Tuesday, January 24, 2012

Chipper

Apparently this week is National Brother Week, and since I've been feeling very sentimental and appreciative of my family as of late, I wanted to write a blog entry dedicated to my brother.

This will be the first time I use names in my blog, but my brother's name is Chip, and when I was younger I would call him Chipper.  He has been an extremely important part of my life.  When we were younger, we lived in a very secluded country setting, and he was my best friend.  We would create our own adventures, our own games.  One of us would stand in a first floor room in our house and pretend we were a drive thru while the other would ride past and order food.  We would climb ridges together, hike up into the forest, play in the creek, play power rangers, anything.

As we got older, we moved into a development.
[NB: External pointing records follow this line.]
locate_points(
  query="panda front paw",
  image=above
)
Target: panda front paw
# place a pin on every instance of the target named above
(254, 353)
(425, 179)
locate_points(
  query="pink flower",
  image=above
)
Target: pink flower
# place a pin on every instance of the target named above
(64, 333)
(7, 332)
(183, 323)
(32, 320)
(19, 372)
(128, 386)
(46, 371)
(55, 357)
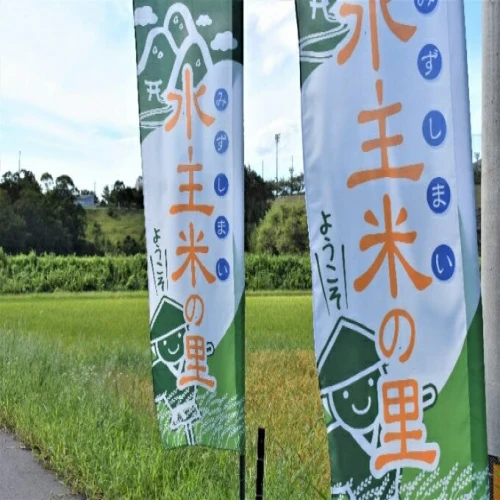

We would ride bikes in the development and build tree houses, plot revenge on our neighbors as we toilet papered their houses, or played midnight ghost in their back yards.

At some point our teasing towards each other became quite vicious.  A rip formed in our relationship and we went our separate ways.  But still, on occasion, we would find our way back again.  Late on Monday nights we'd drive the 30-45 minute to our nearest Walmart and he'd buy new DVD's and we'd stay up all night watching them.  On Christmas Eve, we'd stay up watching Southpark or other movies until it was time to open our presents.  Then my parents got divorced, but the death of one of our friends stunned both of us in unimaginable ways.  We both got lost.

Years later, his marriage to my wonderful sister-in-law, began to change our relationship for the better.  It seemed our previous problems had finally scarred over, and we got back to being there for each other when we could.  It was when I bawled my eyes out at his wedding that I realized the incredible man that he had become.

When I was younger, my life felt like I was always chasing after him.  Like a little girl following him in the snow, I was always trying to jump in his footsteps so I didn't get stuck, but they were always so big and hard for me to follow.  Now, instead of chasing after him, I have created a life for myself.  But I still marvel at how big his footsteps are to me, and how far they've traveled.  He is such a good role model to me.

He tries, so very hard at everything he does.  Laziness is like a foreign word to him.  He puts 100% into everything, his job, his marriage, his friendships.  He is a true gentleman.  His relationship with my sister-in-law, is the kind of relationship that people look at and are amazed, thinking it no longer exists.  He respects her, she respects him, they take every step together, united.  They talk every decision over together, and while I'm sure they fight on occasion (I mean, come on, they can't be that friggin perfect), they always work it out and you can tell.  But the more incredible part is, neither of them are "whipped".  They spend a lot of time together but it is because they enjoy spending time together.  You can tell that they are each other's best friends.  It is so amazing to have watched them blossom and shape into this perfect, ideal couple.  The changes in him are completely evident.  He has become someone I can really rely on.  I can talk to him about my life, and instead of judging me, he gives me advice.  I respect him so much and his approval will always matter to me.  I, not only hope that I become as incredible of a person that he is, but I also hope that when I get married (to my boyfriend), that our marriage will be as healthy, fun, and incredible as his is.

As years have passed now, we have grown closer.  And it really is a dream come true to me, to finally have that friend I had when I was so young back.  He is such an amazing person and words cannot describe my love for him.  A little sister could never be as lucky as I am to have been blessed with such a strong man to protect her and guide her through life. 

Chip, I really do love you and am so very grateful to have you in my life.  Happy National Brothers Week.


Okay, I think I've cried enough for today....so Thank you all for reading this.